Kevin Grossman, president of the Talent Board, a nonprofit hiring and recruiting research group, said that many of the employers his organization works with no longer look at cover letters, in part because of automated application-screening tools. The exception, he said, is when hiring volume is smaller and recruiters have the time.
Another reason cover letters often fail to impress: “Most of them are extremely generic,” said
managing director of recruiting firm Murray Resources, who advises job seekers to tailor them to the specific job opening.
Spending even a few minutes dashing off an enthusiastic message can reveal a person’s strengths and motivation in ways a résumé often can’t, said Sherrod DeGrippo, a vice president at a security-software company whose division hires about 10 employees each quarter.
“Don’t agonize over it—it’s not a make-or-break,” she said. “It’s a help, it’s a bonus.”
Hadassah Williams, 30, who works in administration, has used a similar strategy. She started writing more casual notes instead of formal letters when a job listing indicates cover letters—which she hates writing—are optional. They take about 40 minutes to write and can be customized to the role she is applying for, she said.
She said she has sometimes included these blurbs in the cover-letter field of applications or sent them directly to recruiters on LinkedIn.
Julie Fugett’s views on cover letters have evolved over her career. As a chief information security officer in higher education, she used them to evaluate candidates’ attention to detail and communication skills.

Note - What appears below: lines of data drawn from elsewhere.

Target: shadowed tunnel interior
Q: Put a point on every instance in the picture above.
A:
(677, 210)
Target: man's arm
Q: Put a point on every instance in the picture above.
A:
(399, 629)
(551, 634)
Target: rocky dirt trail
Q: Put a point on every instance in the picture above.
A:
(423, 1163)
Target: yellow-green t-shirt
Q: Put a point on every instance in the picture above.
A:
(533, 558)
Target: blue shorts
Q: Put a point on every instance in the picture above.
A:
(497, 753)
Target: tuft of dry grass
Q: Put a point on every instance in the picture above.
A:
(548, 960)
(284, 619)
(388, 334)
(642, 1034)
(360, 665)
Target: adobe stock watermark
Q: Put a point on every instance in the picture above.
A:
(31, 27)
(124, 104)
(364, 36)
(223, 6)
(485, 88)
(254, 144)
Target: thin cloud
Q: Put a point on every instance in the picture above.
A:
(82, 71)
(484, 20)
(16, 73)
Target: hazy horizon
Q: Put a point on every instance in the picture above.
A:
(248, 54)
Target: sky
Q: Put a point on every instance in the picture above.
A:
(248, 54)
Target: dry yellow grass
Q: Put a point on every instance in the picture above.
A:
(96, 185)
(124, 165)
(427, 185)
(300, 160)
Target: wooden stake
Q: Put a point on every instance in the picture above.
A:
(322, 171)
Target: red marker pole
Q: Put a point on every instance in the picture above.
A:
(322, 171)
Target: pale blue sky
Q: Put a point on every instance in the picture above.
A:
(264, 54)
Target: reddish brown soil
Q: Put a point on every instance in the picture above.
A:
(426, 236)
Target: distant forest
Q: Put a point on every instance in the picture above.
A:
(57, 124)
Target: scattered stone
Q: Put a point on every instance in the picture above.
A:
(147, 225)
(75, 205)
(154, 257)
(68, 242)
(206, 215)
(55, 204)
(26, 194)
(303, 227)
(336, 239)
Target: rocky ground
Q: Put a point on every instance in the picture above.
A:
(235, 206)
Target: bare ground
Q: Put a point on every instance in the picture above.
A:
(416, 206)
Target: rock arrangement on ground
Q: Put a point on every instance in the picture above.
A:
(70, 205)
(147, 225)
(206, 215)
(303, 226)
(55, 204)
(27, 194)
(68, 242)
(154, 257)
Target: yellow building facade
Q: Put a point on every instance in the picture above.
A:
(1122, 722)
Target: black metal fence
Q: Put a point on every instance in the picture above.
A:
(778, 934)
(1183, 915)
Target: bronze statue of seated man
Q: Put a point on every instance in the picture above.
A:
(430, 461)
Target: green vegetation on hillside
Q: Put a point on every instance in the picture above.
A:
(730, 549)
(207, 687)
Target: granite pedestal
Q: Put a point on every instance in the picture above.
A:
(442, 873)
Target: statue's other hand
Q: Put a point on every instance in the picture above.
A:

But when she recently applied for a vice president role at a cybersecurity firm, Ms. Fugett decided not to submit one. She had seen tech-industry pushback to the practice on social media, and she didn’t want to appear out of touch.
She got the job—and was delighted she could skip the cover letter. She has since wondered whether cover letters can invite bias against talented candidates who, say, speak English as a second language.
“I have yet to meet a single person, including myself, that enjoys writing a cover letter,” Ms. Fugett said. “I’ve still written plenty of them, but it’s always a little painful.”